As you may probably observe, to implement these new use cases and address some of the fundamental flaws of node-env.nix, it is not possible to just implement a “quick fix”. Instead, a fundamental revision/rewrite is required for the base layer: node-env.nix.
I’m already working on a new base layer for a while (that I only have as a private PoC), but sadly it’s progressing very very slowly. This can be attributed to the fact that I can only do the development in my spare time.
Basically, the idea behind the new base layer is that instead of a Nix expression (node-env.nix), you can run a tool that “tricks” NPM in such a way that all dependencies are present by providing the Nix store paths to them. It already works fine locally, but the remainder of the integrations are not done yet, and deploying from local sub directories is still unsupported.
A companion tool can take care of obtaining the dependencies (either via a lock file, or by another companion tool that performs a dependency resolution on an ordinary package.json file)

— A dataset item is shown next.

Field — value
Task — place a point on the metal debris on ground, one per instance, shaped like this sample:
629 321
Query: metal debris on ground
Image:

However, what I also realized is that with node2nix I have always been aiming for accuracy, and maybe this isn’t what everyone wants/needs. For Nixpkgs’ use cases, we may also be able to live with a less accurate, and more hackable approach.

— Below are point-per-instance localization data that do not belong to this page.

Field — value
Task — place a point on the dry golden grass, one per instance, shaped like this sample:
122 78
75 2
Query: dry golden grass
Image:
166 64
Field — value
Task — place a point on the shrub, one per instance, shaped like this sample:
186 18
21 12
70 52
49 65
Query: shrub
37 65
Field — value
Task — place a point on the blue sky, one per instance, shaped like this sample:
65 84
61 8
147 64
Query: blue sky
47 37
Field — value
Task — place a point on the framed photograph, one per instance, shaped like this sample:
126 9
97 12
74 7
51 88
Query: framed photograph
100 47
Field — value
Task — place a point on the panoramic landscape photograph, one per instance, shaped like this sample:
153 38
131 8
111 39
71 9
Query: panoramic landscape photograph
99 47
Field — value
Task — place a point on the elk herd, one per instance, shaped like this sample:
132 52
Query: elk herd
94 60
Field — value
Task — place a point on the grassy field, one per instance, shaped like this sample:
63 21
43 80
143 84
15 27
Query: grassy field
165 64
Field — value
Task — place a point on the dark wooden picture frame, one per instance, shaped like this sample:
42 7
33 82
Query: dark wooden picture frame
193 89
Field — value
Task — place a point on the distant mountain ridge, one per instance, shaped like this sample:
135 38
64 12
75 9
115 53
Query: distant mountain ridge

From what I know from talking to people in the Nixpkgs community, I know that an incremental package deployment approach would be desirable.

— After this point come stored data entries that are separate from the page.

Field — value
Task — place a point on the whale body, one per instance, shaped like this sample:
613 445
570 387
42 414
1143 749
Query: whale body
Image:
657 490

I have also been thinking about a completely different integration approach:
- Instead of making/maintaining our own implementation of NPM’s dependency resolution algorithm (which node2nix uses to deploy end-user packages), we can generate a package.json file with the package we intend to deploy as its only dependency. By running ‘npm install’ in an isolated environment, we can generate a package-lock.json file that contains the resolved dependency tree. Then the resulting package-lock.json file can be consumed by a Nix expression to deploy the dependencies. (For Git dependencies, we must still somehow compute the output hash, because these aren’t known by NPM).
- We don’t run ‘npm install’ in the derivation anymore. If everything works out properly, the dependencies should already be there. However, the build steps (if any) must still be performed by other means
- To support incremental deployments: we generate a data file JSON format that can be easily read (e.g. with builtins.fromJSON) and updated, rather than generating a Nix expressions. The disadvantage of using Nix expressions for incremental updates is that they are difficult to read, and need to be evaluated.
- Alternatively, if we can live with the large amount of code churn, we can also save the package-lock.json files for each package that we want to deploy in the Nixpkgs repository). This prevents us from having to implement some kind of de-duplication method. Furthermore, this also maps better to our Nixpkgs development workflow in which each commit refers to a package.
- We must make sure that the derivation can be easily “tweaked” with hooks and/or overrides, to correct potential deployment discrepancies
The above solution obviously has the disadvantage that it doesn’t deploy as quickly as node2nix (but this can alleviated with incremental updates), does not support older NPM versions, and does not support build management facilities out of the box (but this can still be fixed with overrides).
Maybe a different solution that is fully lock driven, incremental, and tweakable would be a better for Nixpkgs.
Anyway, regardless of the approach that we think is best, some major changes are required to make NPM deployments more future proof.
What do you think?
P.S. If you want even more context, I have written a number of blog posts about this subject. They have a ‘node2nix’ tag, and can be found here: Sander van der Burg's blog: node2nix. These will give you even more details on what I have done in the past.